Digital natives, digital immigrants…

We were talking last week in my Media & Culture class about Neil Postman's views on "technopoly," the idea that technology is not only becoming a bigger part of our culture but pretty much taking it over. (More on Postman in a later post!) This led me to ask students: Do any of them get frustrated with the role that digital media like cellphones or the Internet plays in their lives? Answers were affirmative but focused on the absence of technology, not its presence: Yes, I hate it when I forget my cellphone and have to spend an hour going home for it. Yes, it's annoying when I can't get a signal, my computer is too slow, etc. The class argued against Postman's perspective but unwittingly confirmed it, universally perceiving digital media as pure boon without bane.
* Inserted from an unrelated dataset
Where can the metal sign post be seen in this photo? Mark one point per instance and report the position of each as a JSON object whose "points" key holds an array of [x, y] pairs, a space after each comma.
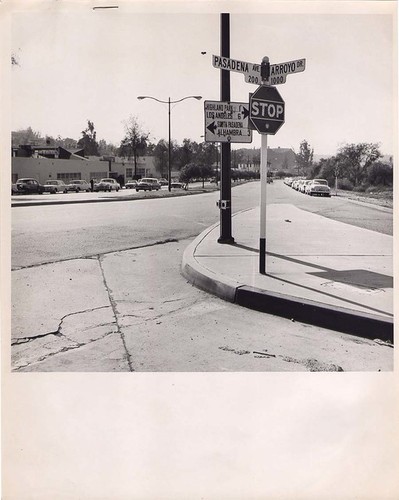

I started thinking, "Hey, maybe it's just me. Or maybe the difference in attitudes is generational." (Despite the fact that, in my late 30s, I'm not quite a generation older than the students.) This discussion came in the wake of our watching a PBS Frontline documentary about "Growing Up Online" that's full of scare-mongering and moral panics by parents and teachers about What The Internet Is Doing to Our Children and How Powerless We Are to Stop It (alternate online identities, soft-porn profile pictures, privacy issues, cyberstalkers and predators, etc.) The adults featured in the program made a few good points but overall their moralistic concerns seemed a little overblown, to the mind of this teaching non-parent, anyway.

One theory for undertanding this shift that the PBS producers are keen on — and that I also find useful, to a point — is that of "Digital Natives" and "Digital Immigrants." The terms seem to be coined by Mark Prensky, who describes himself as
"an internationally acclaimed thought leader, speaker, writer,
consultant, and game designer." He says that people who were not born into the digital world but have adopted many aspects of new technology are immigrants, whereas students are native speakers of the "language" of computers, video games and the Internet. It's safe to say that I'm the latter and my students are the former.

It's also safe to say that Prensky is the anti-Postman. While they both believe, as do I, that this shift from a print culture to a televised and now digital one represents a huge discontinuity with profound consequences for education, Postman is sensibly skeptical about the presumed gains and unusually attentive to the potential losses that this brings. Prensky, on the other hand, has blind faith that the digitally molded minds of today's students represent a great leap forward for humanity. As Mao's cultural revolution proved, great leaps are not always forward-bound.

Comments

  1. 1. Postman is a technophobe because he claims that society believes that, “technology is superior to human judgement.” This quote shows his fear of technology and the advancement of technology.
    2. I disagree with his views because i believe that technology is just an alternative for everyone to receive information at a higher speed and to get in contact with one another efficiently and at any given time of the day.
    3. I would consider myself a technophile because I love all the new technology like i said before its easier to get in contact with anyone at any given time whether its 3 in the afternoon or 3 in the morning via e-mail or text.